Multiculturalisme : les trois erreurs de Sarkozy edit

21 février 2011

En déclarant, lors de l’émission « Paroles de Français » le 10 février dernier : « le multiculturalisme est un échec », Nicolas Sarkozy a commis une triple erreur. Il a utilisé un terme étranger à l’oreille politique française et d’un usage particulièrement complexe. En procédant ainsi, il semble persister dans l’erreur tactique qui consiste à se placer sur le terrain de l’un de ses adversaires électoraux, ici Marine Le Pen, sans en tirer aucun bénéfice. Et, last but not least, le président de la République brouille un peu plus le message qu’il voudrait envoyer aux Français sur les questions identitaires puisqu’après avoir longtemps promu la diversité et la « laïcité positive », il constate l’échec d’une politique renvoyant aux principes qu’il a lui-même proclamés.

L’erreur présidentielle est d’abord lexicale. Le multiculturalisme est en effet un mot à la fois étranger au vocabulaire politique français et particulièrement difficile à manier. Le terme s’est surtout diffusé ces dernières années dans le monde académique. Il n’évoque rien de précis pour la plupart de nos concitoyens si ce n’est quelque chose de désagréable et de menaçant, à la manière d’un autre terme parfois présent dans le débat politique et intellectuel : le communautarisme. Le président de la République a d’ailleurs allégrement confondu les deux notions lors de son intervention télévisée lorsqu’il a dit : « Nous ne voulons pas (…) d’une société où les communautés coexistent les unes à côtés des autres. » Le multiculturalisme est également un mot difficile à appréhender puisqu’il renvoie simultanément à un constat de fait sur les sociétés contemporaines, à des débats théoriques très riches (notamment dans les pays anglo-saxons) et, avec des différences notables d’un pays à l’autre, à des politiques publiques de défense ou de valorisation de la diversité culturelle et identitaire – qu’elle s’appuie sur des critères ethno-raciaux, religieux, de « genre », d’orientation sexuelle, de pratiques linguistiques ou régionalistes, etc.

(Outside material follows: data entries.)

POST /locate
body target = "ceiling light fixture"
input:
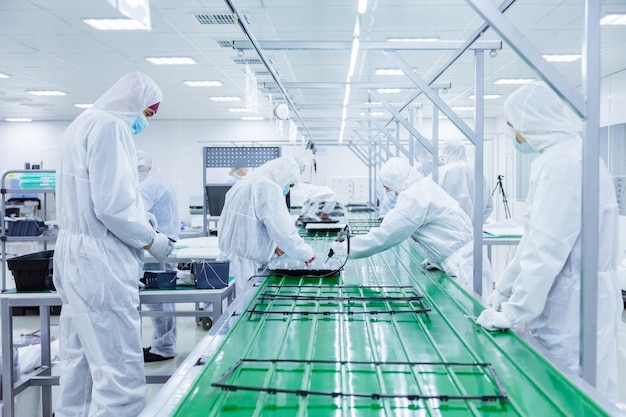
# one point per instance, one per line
(203, 83)
(17, 119)
(353, 56)
(171, 60)
(46, 93)
(487, 96)
(225, 98)
(388, 71)
(562, 57)
(614, 19)
(412, 39)
(114, 24)
(514, 81)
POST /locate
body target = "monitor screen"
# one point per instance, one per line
(214, 197)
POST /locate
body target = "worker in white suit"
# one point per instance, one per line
(456, 177)
(426, 212)
(159, 199)
(541, 286)
(255, 222)
(316, 198)
(99, 253)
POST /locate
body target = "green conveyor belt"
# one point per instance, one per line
(341, 359)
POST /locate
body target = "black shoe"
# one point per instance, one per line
(153, 357)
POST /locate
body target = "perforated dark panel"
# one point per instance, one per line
(243, 156)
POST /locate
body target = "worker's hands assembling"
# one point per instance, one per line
(493, 320)
(339, 249)
(161, 247)
(152, 220)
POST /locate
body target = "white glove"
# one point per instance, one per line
(340, 249)
(495, 300)
(429, 266)
(161, 247)
(152, 220)
(493, 320)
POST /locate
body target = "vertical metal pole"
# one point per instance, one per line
(398, 140)
(435, 173)
(205, 225)
(479, 129)
(412, 139)
(6, 317)
(46, 390)
(590, 194)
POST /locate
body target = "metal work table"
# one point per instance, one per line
(42, 376)
(490, 241)
(310, 351)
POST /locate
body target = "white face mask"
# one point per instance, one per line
(522, 147)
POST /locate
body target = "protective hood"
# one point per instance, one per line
(128, 97)
(301, 162)
(397, 175)
(540, 116)
(453, 150)
(283, 171)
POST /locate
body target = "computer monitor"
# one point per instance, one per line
(215, 194)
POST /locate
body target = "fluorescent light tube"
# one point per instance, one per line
(514, 81)
(17, 119)
(562, 57)
(203, 83)
(171, 60)
(115, 24)
(224, 98)
(614, 19)
(46, 93)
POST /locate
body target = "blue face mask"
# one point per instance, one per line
(522, 147)
(139, 124)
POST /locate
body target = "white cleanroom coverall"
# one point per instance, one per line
(456, 178)
(255, 221)
(98, 255)
(541, 286)
(159, 198)
(431, 216)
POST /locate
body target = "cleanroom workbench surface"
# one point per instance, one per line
(361, 345)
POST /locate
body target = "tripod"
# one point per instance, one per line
(500, 188)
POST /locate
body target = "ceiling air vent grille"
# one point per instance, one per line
(225, 44)
(249, 61)
(215, 19)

On comprend cependant assez bien comment l’idée est venue à Nicolas Sarkozy de lancer ainsi, à la volée, ce mot dans le débat français. Il a successivement entendu Angela Merkel proclamer, le 16 octobre 2010, que « le multi-kulti – nous vivons côte à côte et nous nous en réjouissons – avait totalement échoué » et David Cameron annoncer, le 5 février dernier : « il est temps de tourner la page des politiques du passé (celles du multiculturalisme) qui ont échoué », c’est-à-dire la fin des politiques d’ouverture et de tolérance voire de reconnaissance vis-à-vis des populations immigrées de religion musulmane. La clef d’un tel mouvement d’ensemble qui parcourt aujourd’hui toute l’Europe, par-delà les clivages politiques et les substantielles différences nationales, tenant aux progrès électoraux significatifs réalisés depuis quelques années par une forme nouvelle de populisme. Celui d’un Geert Wilders aux Pays-Bas par exemple dont le propos central est la mise en danger par l’islam des valeurs des sociétés occidentales : droits individuels et libertés fondamentales (notamment ceux des femmes et des homosexuels), sécularisation, pluralisme religieux et politique, etc.

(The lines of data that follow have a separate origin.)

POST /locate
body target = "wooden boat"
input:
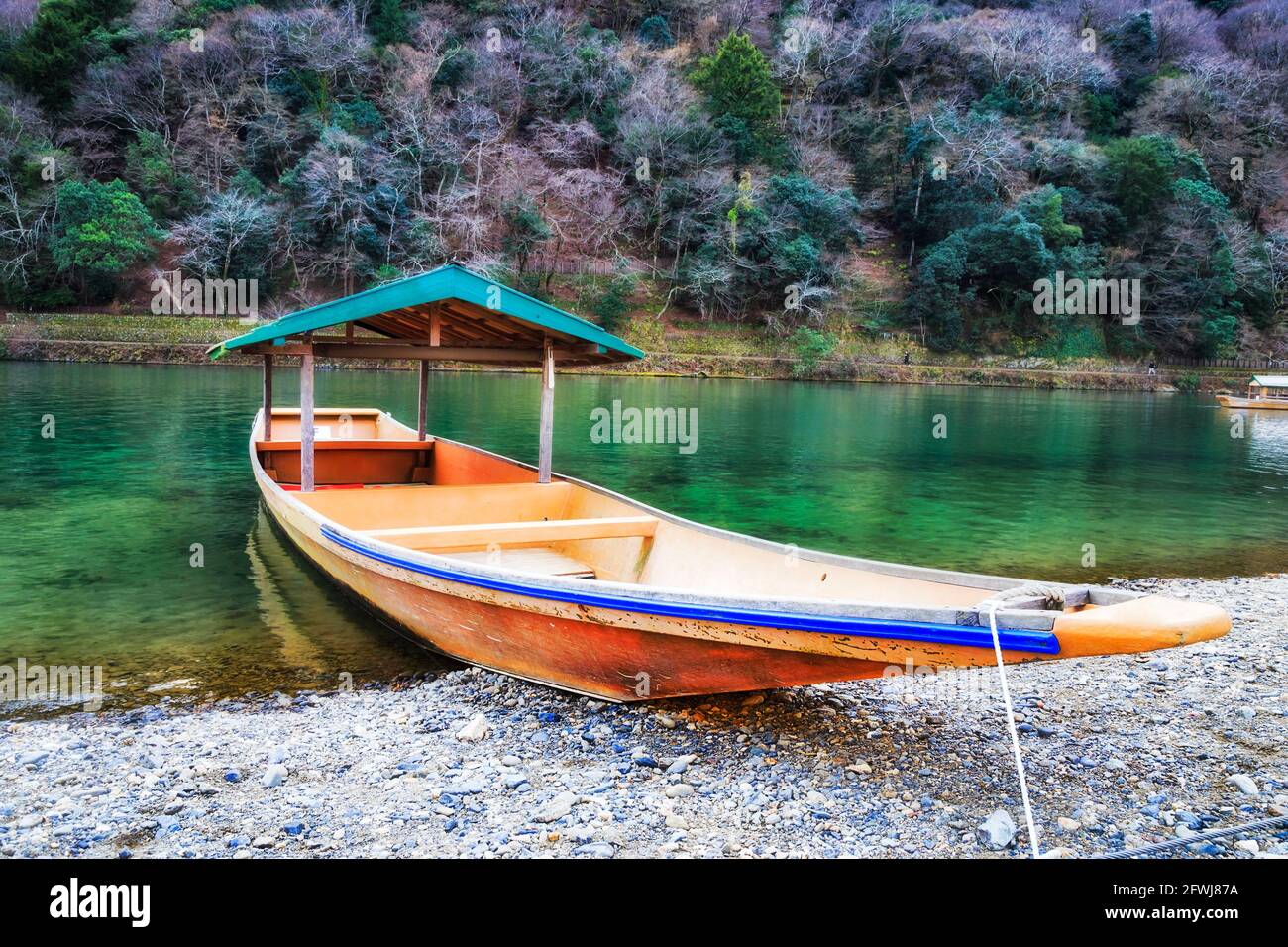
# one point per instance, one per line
(1265, 392)
(511, 567)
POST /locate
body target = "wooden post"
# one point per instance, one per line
(423, 401)
(268, 397)
(548, 410)
(307, 421)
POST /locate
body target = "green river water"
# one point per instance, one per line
(99, 521)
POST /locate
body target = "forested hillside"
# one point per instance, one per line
(774, 163)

C’est là qu’intervient la deuxième erreur, tactique cette fois, du président de la République. En proclamant ainsi l’échec du multiculturalisme, il tente d’enfoncer le clou qu’il avait déjà martelé lors de son fameux discours de Grenoble, le 30 juillet 2010 : « nous subissons les conséquences de 50 années d’immigration insuffisamment régulée qui ont abouti à un échec de l’intégration. Nous sommes si fiers de notre système d’intégration. Peut-être faut-il se réveiller ? Pour voir ce qu’il a produit. Il a marché. Il ne marche plus. » Le niveau élevé d’intentions de vote pour Marine Le Pen au premier tour de l’élection présidentielle et, au-delà, l’adhésion croissante à ses propos dans les récentes enquêtes d’opinion ont conduit le chef de l’Etat à durcir encore le ton.

Or il n’est pas certain, pour dire le moins, que cela soit réellement efficace. Nos concitoyens, confrontés à la fois à l’approfondissement de la crise économique et sociale et à l’absence manifeste de résultats en matière de lutte contre l’insécurité, semblent, à rebours de 2007, peu enclins à faire à nouveau confiance à Nicolas Sarkozy. Jouer sur le même registre qu’il y a quatre ans avec l’ambition de conquérir une part significative du « vote Front national » est à la fois dangereux électoralement et surtout illusoire politiquement. Non seulement il s’agissait d’un fusil à un coup mais, surtout, Marine Le Pen a profité de son élection à la présidence du FN pour étoffer son offre politique. Elle propose désormais, à côté du programme anti-immigré et sécuritaire classique, à la fois un programme économique et social nettement plus à gauche que celui de son père, et une rhétorique anti-musulmans beaucoup plus sophistiquée qu’auparavant. Elle s’érige en effet désormais en protectrice aussi bien des juifs que des femmes et des homosexuels contre les menaces de l’islam ; le tout au nom de la laïcité !

En se lançant ainsi sur le terrain mal balisé de l’échec du multiculturalisme, le président de la République révèle également l’incohérence profonde de son « projet identitaire » pour la France. C’est sa troisième erreur. Comment en effet proclamer l’échec d’une politique que l’on n’a cessé par ailleurs d’appeler de ses vœux ? Qui a, en effet, depuis des années, comme ministre de l’intérieur puis à l’Élysée tenté de valoriser le communautarisme musulman, lancé des attaques contre le « modèle républicain » à coup de « laïcité positive » et d’insistance sur la religion comme morale supérieure ? Qui a assuré en toute occasion la promotion d’une « diversité » télégénique et purement élitiste comme panacée aux difficultés sociales et aux discriminations subies par les populations issues de l’immigration ? Qui a lancé régulièrement des « débats publics » sur l’identité nationale, l’histoire, la mémoire ou encore la place de l’islam dans la société française en les instrumentalisant aussitôt à des fins électorales ?

Tout ceci, à côté de la mise en place de politiques sécuritaires de plus en plus répressives visant en premier lieu ces mêmes populations, a contribué à profondément déstabiliser les fragiles équilibres sociaux et culturels de la société française sans résoudre le moindre problème effectivement posé par le « fait social » multiculturel. Si échec il y a en la matière, il est donc avant tout le résultat d’une politique de Gribouille dont l’inefficacité le dispute à l’injustice. Un fiasco qui s’étend désormais aussi à la politique étrangère de la France à l’occasion du mouvement révolutionnaire qui parcourt en ce moment des pays dont sont originaires nombre de Français issus de l’immigration récente. Comme si Nicolas Sarkozy voulait à toute force amoindrir encore ses propres capacités politiques et celles de son successeur éventuel en 2012 en rendant plus difficile toute action de l’État.